Reflecting On 6 Years

Yesterday this blog won its first ever award at the Mental Health Blog Awards. This was never something I expected to happen. It is also not the reason I write this blog. That said, validation of this kind is humbling, because it means that the blog is helping people, and that has always been the goal.

And so now seems like as good a time as any for some reflecting.

Thoughts Too Big is a passion project, emerging as an aspiration to help prevent suicide. The most effective way for me to do this (I think) is to talk openly about mental health to signal to others that this is a space where they can chat openly, too, and to normalise mental health struggles. In doing this, I like to believe that some people now feel more comfortable talking about their bad days, and also show themselves more compassion when these bad days come.

I started this blog in 2016 – the night before the very last exam of my undergraduate degree. Why? I have no idea, really. I always enjoyed writing and I felt lost at the end of college, so the blog gave me some sort of purpose. It became a weekly endeavour and now it is something I work at nearly every day.

This blog has saved me in so many ways.

Writing every week about mental health, about things I’ve struggled with myself – anxiety, depression, panic attacks, loneliness – has been therapeutic. It has taught me an awful lot about myself. Spending time each and every week looking inward has allowed to know myself on a far deeper level than I ever would have if I never started writing at all.

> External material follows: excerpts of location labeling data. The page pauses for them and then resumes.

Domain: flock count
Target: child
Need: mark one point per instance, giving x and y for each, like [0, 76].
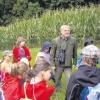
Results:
[37, 88]
[45, 52]
[11, 83]
[7, 62]
[88, 41]
[20, 50]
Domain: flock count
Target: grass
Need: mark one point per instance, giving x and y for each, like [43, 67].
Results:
[59, 95]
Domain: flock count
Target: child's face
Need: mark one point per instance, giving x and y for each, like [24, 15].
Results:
[47, 75]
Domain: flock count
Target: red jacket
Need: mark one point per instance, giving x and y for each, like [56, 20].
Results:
[39, 90]
[11, 88]
[16, 55]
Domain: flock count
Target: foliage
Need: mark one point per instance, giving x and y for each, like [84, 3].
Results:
[84, 22]
[12, 9]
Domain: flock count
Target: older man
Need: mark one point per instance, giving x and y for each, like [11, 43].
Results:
[64, 48]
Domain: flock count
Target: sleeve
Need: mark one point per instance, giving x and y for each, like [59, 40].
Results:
[15, 55]
[53, 52]
[27, 52]
[75, 52]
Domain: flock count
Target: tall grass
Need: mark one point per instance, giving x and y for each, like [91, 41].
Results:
[83, 21]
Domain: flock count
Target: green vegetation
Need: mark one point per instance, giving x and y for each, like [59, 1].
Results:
[12, 9]
[84, 22]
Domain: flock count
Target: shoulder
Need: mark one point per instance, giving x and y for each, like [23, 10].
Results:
[26, 48]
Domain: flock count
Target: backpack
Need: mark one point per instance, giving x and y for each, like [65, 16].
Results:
[91, 93]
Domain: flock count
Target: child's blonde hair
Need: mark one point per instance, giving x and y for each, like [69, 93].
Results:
[42, 65]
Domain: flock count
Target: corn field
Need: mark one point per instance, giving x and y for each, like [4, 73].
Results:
[84, 22]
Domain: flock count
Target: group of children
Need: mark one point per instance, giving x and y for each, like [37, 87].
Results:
[18, 80]
[21, 81]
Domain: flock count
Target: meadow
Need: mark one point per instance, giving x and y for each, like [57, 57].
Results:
[60, 94]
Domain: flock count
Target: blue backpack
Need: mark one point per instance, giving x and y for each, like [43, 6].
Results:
[91, 93]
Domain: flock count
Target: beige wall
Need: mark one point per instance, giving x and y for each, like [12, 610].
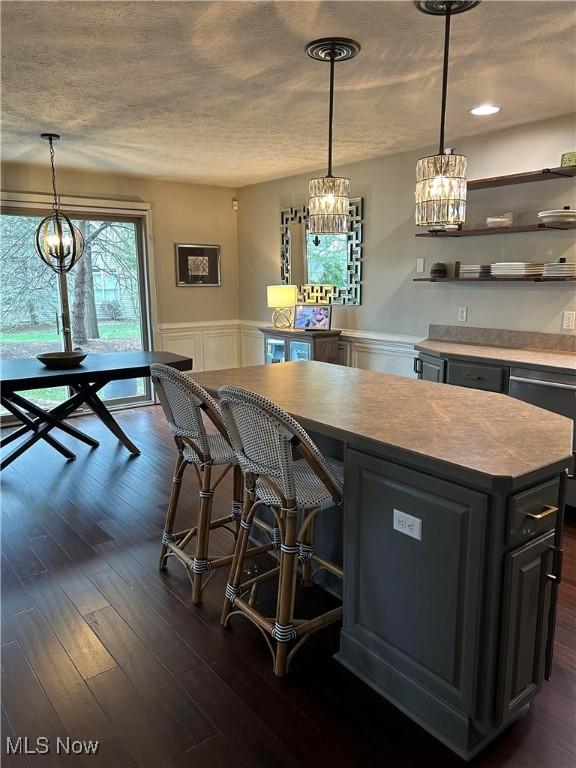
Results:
[391, 302]
[181, 213]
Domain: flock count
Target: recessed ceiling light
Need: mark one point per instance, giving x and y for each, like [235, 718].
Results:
[485, 109]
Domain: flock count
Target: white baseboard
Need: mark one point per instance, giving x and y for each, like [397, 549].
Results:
[232, 343]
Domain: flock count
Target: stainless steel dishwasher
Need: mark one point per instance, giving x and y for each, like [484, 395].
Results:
[552, 391]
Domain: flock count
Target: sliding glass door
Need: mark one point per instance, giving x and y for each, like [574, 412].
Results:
[106, 294]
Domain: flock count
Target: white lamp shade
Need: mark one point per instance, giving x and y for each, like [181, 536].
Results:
[280, 296]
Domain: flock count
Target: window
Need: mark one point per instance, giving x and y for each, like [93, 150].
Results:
[107, 293]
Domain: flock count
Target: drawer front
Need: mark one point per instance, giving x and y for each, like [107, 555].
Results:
[487, 377]
[532, 513]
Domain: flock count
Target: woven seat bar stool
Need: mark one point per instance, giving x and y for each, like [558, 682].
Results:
[267, 442]
[184, 402]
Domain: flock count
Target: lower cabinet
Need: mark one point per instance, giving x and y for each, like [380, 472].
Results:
[283, 345]
[446, 612]
[526, 607]
[413, 564]
[430, 368]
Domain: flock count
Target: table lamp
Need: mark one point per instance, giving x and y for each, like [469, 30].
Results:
[282, 299]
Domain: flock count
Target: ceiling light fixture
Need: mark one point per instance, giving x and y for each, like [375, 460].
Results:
[59, 244]
[441, 179]
[485, 109]
[57, 241]
[329, 196]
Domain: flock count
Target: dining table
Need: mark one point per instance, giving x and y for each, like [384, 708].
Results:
[84, 381]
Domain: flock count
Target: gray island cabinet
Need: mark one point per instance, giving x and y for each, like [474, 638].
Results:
[451, 538]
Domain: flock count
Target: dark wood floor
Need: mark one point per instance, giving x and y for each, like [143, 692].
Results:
[96, 644]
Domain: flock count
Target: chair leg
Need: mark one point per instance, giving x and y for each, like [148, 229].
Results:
[306, 549]
[201, 563]
[284, 631]
[237, 496]
[235, 576]
[172, 505]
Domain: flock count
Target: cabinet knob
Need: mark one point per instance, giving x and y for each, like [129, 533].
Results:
[547, 512]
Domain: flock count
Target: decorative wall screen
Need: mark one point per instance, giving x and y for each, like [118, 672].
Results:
[349, 294]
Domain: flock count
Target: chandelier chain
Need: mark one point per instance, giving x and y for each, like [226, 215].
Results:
[445, 75]
[56, 204]
[331, 113]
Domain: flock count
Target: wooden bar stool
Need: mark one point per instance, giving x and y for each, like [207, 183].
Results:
[184, 402]
[265, 440]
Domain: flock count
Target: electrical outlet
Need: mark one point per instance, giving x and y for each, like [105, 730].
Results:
[408, 524]
[568, 321]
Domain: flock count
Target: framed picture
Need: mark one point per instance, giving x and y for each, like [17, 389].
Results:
[313, 317]
[197, 265]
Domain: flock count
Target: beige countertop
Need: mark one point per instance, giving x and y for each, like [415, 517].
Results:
[482, 432]
[543, 359]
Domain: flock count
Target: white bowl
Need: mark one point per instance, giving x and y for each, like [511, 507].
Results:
[557, 217]
[505, 220]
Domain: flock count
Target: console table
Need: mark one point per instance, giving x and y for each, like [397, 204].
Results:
[283, 345]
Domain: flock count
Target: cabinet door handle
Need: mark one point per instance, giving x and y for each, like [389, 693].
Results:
[540, 383]
[546, 512]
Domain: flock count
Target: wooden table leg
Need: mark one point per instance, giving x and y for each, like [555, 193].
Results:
[93, 401]
[55, 417]
[42, 423]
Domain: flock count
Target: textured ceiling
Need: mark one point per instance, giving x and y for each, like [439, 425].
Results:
[222, 92]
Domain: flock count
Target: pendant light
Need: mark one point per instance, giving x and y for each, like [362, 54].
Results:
[57, 241]
[329, 196]
[441, 178]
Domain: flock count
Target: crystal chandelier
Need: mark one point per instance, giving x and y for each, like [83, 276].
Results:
[441, 179]
[329, 196]
[57, 241]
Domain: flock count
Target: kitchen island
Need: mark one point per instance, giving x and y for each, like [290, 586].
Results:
[451, 537]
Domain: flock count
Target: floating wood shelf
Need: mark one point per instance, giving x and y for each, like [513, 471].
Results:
[496, 230]
[493, 279]
[546, 174]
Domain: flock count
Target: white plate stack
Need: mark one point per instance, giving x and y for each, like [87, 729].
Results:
[559, 217]
[474, 271]
[516, 269]
[560, 269]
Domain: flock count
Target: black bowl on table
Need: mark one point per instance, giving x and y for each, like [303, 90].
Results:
[61, 359]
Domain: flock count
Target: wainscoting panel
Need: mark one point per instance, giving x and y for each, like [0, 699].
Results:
[232, 343]
[251, 346]
[188, 343]
[220, 348]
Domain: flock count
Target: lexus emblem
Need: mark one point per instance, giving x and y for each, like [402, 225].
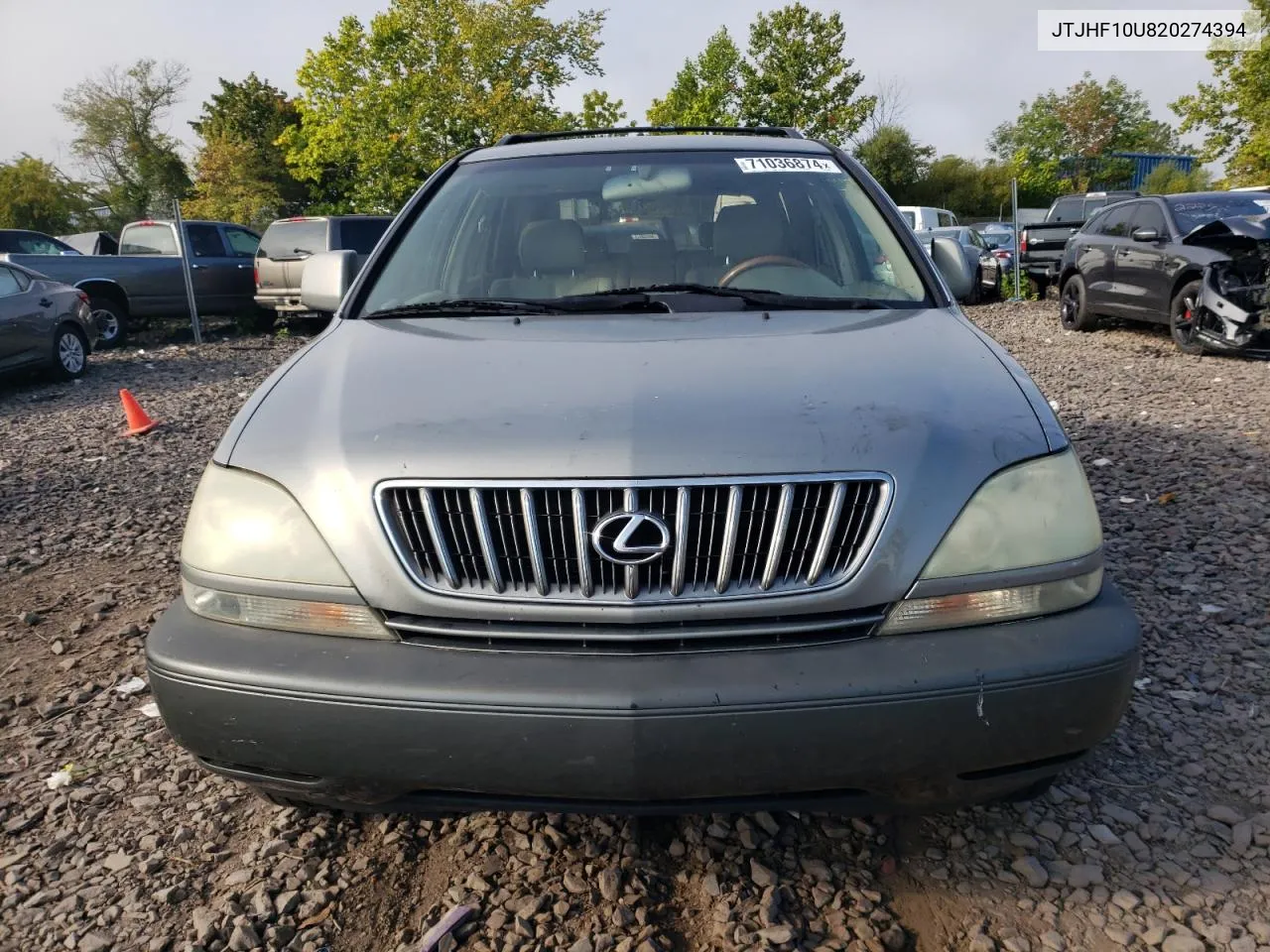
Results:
[630, 538]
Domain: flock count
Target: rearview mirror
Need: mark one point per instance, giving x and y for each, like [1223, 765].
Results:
[948, 257]
[325, 280]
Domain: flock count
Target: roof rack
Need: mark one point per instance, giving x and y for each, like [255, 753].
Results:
[774, 131]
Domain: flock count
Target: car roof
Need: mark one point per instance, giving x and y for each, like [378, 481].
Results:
[1192, 195]
[659, 143]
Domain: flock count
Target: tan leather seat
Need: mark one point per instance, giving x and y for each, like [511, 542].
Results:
[554, 263]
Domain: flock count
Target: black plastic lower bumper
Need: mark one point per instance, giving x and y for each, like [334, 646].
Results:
[916, 721]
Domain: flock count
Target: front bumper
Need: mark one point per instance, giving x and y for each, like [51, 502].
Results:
[906, 722]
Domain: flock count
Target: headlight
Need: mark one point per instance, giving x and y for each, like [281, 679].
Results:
[284, 613]
[245, 527]
[1038, 513]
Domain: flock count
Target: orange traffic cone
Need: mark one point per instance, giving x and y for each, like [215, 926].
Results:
[139, 421]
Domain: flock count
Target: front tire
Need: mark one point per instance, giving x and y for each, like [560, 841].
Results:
[70, 352]
[1184, 318]
[111, 322]
[1074, 308]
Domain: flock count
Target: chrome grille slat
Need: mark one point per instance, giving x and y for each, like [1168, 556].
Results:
[740, 537]
[579, 536]
[486, 540]
[531, 535]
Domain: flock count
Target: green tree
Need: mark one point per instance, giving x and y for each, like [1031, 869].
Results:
[1074, 135]
[35, 194]
[598, 112]
[706, 90]
[798, 75]
[232, 184]
[1169, 179]
[1233, 111]
[118, 118]
[252, 114]
[384, 105]
[896, 160]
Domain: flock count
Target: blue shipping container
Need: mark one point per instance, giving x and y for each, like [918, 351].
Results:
[1146, 163]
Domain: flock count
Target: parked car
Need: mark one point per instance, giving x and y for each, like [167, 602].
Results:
[146, 278]
[91, 243]
[289, 243]
[983, 264]
[21, 241]
[44, 324]
[922, 218]
[1196, 262]
[521, 530]
[1002, 246]
[1040, 246]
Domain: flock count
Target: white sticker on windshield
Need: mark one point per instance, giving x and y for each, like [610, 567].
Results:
[788, 163]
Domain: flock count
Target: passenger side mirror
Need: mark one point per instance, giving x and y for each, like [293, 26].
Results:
[325, 280]
[948, 257]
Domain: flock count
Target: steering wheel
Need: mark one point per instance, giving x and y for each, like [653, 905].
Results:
[760, 262]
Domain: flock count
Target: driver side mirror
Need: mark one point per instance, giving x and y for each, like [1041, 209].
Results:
[325, 280]
[948, 257]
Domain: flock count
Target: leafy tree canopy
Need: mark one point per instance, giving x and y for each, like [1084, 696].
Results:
[384, 105]
[118, 117]
[240, 167]
[1233, 111]
[1072, 135]
[896, 160]
[35, 194]
[795, 72]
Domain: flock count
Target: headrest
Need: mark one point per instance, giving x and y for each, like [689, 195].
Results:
[553, 246]
[748, 231]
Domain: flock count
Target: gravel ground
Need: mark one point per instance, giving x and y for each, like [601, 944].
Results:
[1160, 841]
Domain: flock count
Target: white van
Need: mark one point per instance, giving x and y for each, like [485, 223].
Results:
[920, 218]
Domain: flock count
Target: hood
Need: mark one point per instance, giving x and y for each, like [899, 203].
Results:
[1230, 234]
[916, 395]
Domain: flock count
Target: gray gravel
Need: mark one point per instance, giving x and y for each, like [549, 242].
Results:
[1160, 842]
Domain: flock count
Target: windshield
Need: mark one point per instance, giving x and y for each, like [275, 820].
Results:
[549, 227]
[1201, 209]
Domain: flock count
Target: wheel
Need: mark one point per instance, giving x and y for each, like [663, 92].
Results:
[1032, 791]
[1074, 308]
[111, 322]
[268, 796]
[1183, 320]
[975, 295]
[70, 352]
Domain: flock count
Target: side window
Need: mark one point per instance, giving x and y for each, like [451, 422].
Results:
[1067, 209]
[1115, 222]
[1148, 216]
[204, 241]
[9, 284]
[149, 240]
[243, 243]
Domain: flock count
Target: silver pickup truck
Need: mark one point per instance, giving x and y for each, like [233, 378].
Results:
[145, 280]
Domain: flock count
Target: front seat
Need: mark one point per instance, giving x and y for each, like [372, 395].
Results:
[553, 254]
[740, 232]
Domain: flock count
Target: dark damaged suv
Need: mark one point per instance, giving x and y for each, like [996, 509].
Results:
[644, 472]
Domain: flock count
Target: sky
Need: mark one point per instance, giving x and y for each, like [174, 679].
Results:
[964, 64]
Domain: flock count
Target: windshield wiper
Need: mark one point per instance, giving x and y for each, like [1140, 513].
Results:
[602, 302]
[761, 298]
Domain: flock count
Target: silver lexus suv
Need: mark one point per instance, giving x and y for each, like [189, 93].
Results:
[625, 480]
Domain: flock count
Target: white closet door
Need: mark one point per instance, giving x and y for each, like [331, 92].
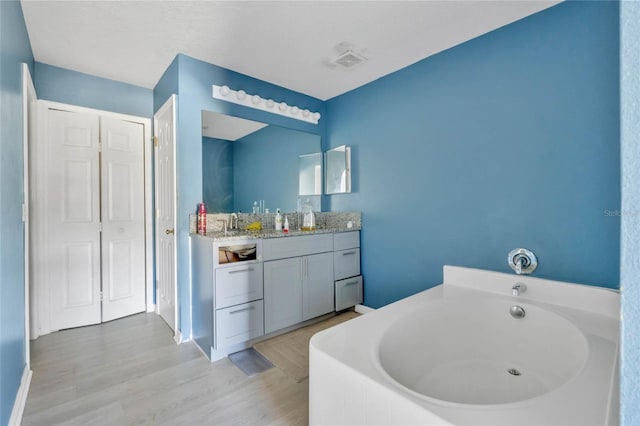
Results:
[73, 218]
[123, 244]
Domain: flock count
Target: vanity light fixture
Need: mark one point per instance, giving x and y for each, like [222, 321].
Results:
[241, 97]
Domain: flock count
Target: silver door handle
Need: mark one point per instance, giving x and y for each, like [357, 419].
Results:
[250, 308]
[241, 270]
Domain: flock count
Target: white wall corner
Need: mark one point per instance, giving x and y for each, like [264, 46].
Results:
[21, 398]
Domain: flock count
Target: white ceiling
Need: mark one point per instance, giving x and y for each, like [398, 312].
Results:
[289, 43]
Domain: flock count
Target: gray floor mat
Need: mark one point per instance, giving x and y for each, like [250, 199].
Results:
[250, 361]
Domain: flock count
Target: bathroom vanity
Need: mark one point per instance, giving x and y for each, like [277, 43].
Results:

The blog may have helped other people, but it has also helped me. My mental health could have fallen into serious disrepair without this outlet to work through whatever’s been going on.

This blog eventually led me to writing a book about mental health – Lonely Boy – which releases this November. Thoughts Too Big has become such an inherent part of who I am that I do not really recognise myself without it, without the ability to talk openly about mental health.

So, it’s not so much that winning an award in important. But rather, the award confirms what I’ve hoped to be true for these last six years. It confirms that I have somehow made it onto the correct path. That I am moving in the right direction, and that I could not be here without the support of my family, friends, the writing community, and the mental health community.

Life is weird, but in the very best way.